Ben her zaman umut ettim. Çünkü Emir’e söz vermiştim. Her anımda umutlu olacaktım. Sadece Emir’e söz verdiğim için değil. Kendim içinde umutlu olacaktım. Çünkü biliyordum. Şuan dipteydim ve beni dipten kurtaracak tek şey umutlarımdı.

Sabah kalktığımda gözlerimi açmak ve açmamak arasında gidip gelirken en sonunda gözlerim daha fazla dayanamadı ve açıldı. Hemen sağ tarafıma döndüğümde Eylül ve Merve’nin yataklarının toplu olduğunu görünce okula gittiklerini anladım. Onların okulu 8.00’da olduğu için 7.00’da yetimhaneden çıkıyorlardı.

Saate baktığımda saatin 9.30 olduğunu görünce hemen yataktan kalktım. Alarmı ne ara kapatmıştım? Çok geç kalmıştım hızlı olmam gerekiyordu. Çünkü yarım saat sonra Emir yetimhanenin kapısında olacaktı. Koşarak tuvalete gittim ve elimi yüzümü yıkadıktan sonra odaya geri döndüm. Hemen sonra ne giyeceğim diye düşünürken masanın üstündeki notu görünce notu elime aldım ve okumaya başladım.

“Dolapta poşetin içinde sana sürprizimiz var. Erken doğum günü hediyesi vermek istedik. İyi ki doğdun kar tanesi. Emir’den sonra doğum gününü hiç kutlamadın ama biz yine de kutlamak istedik. Yemekte belki bu elbiseyi giymek istersin. Sana iyi eğlenceler. İyi ki varsın. Seni kocaman öpüyoruz.

-Merve ve Eylül –“

Koşarak dolaba gittim ve poşeti alıp yatağımın üstüne oturdum. Hemen sonra açmaya başladım. Paketi açtığımda içinde bir kıyafet görünce kıyafeti elime aldım. Bembeyaz bir elbiseydi. Ceket elbise şeklindeydi ve diz kapağı boyundaydı. Eylül ve Merve’nin doğum günü hediyesine gözlerim dolarken elbiseye bakıyordum. O kadar güzeldi ki…

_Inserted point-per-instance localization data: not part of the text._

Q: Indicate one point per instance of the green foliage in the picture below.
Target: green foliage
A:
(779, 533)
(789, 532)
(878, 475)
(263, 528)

12 yıldır yani Emir’den sonra doğum günümü hiç kutlamamıştım. Eylül, Merve ve Arzu abla ne kadar doğum günümü kutlamak istese de ben hiç istememiştim. Çünkü bana göre Emir’le olan doğum günüm bütün doğum günlerimin en güzeliydi ve ben Emir’den sonra bir daha doğum günümü kutlamak istemiyordum. Emir’siz geçen yıllarımın ardından bugün Emir adında biriyle yemek yemek bana çok zor geliyordu. Sanki beklediğim 12 yıla hakaret ediyormuş gibi hissediyordum. Ama içimde Emir’e karşı anlam veremediğim bir bağ vardı. Sanki görünmez bir ip bizi birbirimize çekiyordu ve ben o ipi kesemiyordum. Kesemiyor muydum yoksa kesmek mi istemiyordum? Kafamda tek bir düşünce vardı “Ya bu Emir geçmişide ki Emirse o zaman ne yapacaktım?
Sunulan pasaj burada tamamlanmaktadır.